Although I love using the internet, I have never been a great fan, or indeed seen the point, of social media. However, up to a point, I have changed my mind. When I was asked by my office to blog my Olympic experience I decided to use Twitter and Facebook too. Both became valuable tools in keeping me up to speed with what was going on at the Games; who was doing what; how long the lines were at the zipline on Robson Square, the Mint and the Olympic Superstore; and if it was going to snow at Whistler.
My office kindly gave me a Blackberry for use while I was at the Games and I loaded on WordPress, Twitter and Facebook, which were all linked together. This wee gadget in my hand provided me with all I needed when I was out and about to update my blog and keep updated on Games news.
I enjoyed writing this blog when in Canada but I will confess that sometimes it did feel like homework at the end of a long day. I was always aware that people back home were looking to find out what I had been up to and I felt obliged to maintain and provide some sort of update. Some days were easier than others because some days my work was the same with no points of interest. Other times were easier to write about or seemed a bit more interesting (to me anyway).
I have had a lot of good feedback to my blog. People have written to me from many countries to thank me for doing my blog and keeping them informed about my activities and views on the Games. As I write, my blog has had just over 23,000 hits which astonishes me but it is really good know that my efforts have been noticed and others have been taking an interest…thank you to all.
Unfortunately, as per the nature of the internet, I also received some inappropriate comments from a number of anonymous sad people. I am thankful for WordPress’s moderating facility.

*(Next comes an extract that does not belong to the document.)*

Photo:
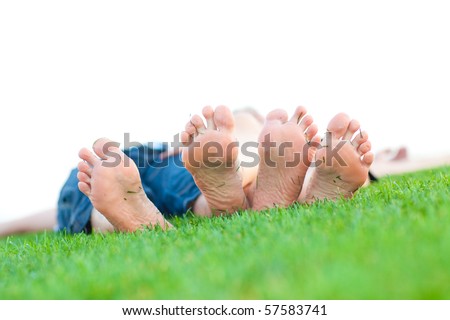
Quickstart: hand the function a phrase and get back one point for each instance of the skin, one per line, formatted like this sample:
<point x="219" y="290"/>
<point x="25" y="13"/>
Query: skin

Twitter is a great source of information, especially if you ‘follow’ the right ‘Tweeter’. I follow most things to do with the Olympic and Paralympic Games, Vancouver, Whistler, BC, Canada, Team GB and other relevant areas of interest. I also follow other bloggers and Games-related Tweeters.
I will admit that I not totally into the workings of Twitter but find it interesting that when someone I am following re-tweets a piece of information to their followers and then it re-tweets again and some well-known names appears with their comments. Seeing the names of the Governor General of Canada, Lindsey Vonn or Joannie Rochette appear on my Twitter is odd and fascinating.
Although the accident had been reported on the news, I read somewhere that someone on Twitter was first to deliver the sad news to the world that Nodar Kumaritashvili, the luger from Georgia, had died while training at the Whistler Sliding Centre, before it made the news. I heard about this tragic news from my cousin by the old fashion telephone method, mind you I was using a mobile phone while sitting on the Canada Line.
Facebook allowed me to keep up to date with my Team 2010 colleagues and other information from home.
I also had my laptop with me and I did three live interviews on CBC News which were all broadcast using the webcam and Skype. I also did a live telephone interview with Radio Scotland from my cousin’s house in Vancouver . She sat in the next room listening to me via Radio Scotland’s website. You gotta love technology!
There is no doubt that technology now plays a huge part in major events such as the Games. Athletes can send messages to their fans, the media picks up any tidbits of news and write an easy news article in their paper or blog based on what the athlete wrote. Celebrity blogging/tweeting makes life easy for journalists.
It is anyone’s guess what forms of communication we will be using at London 2012 and Glasgow 2014.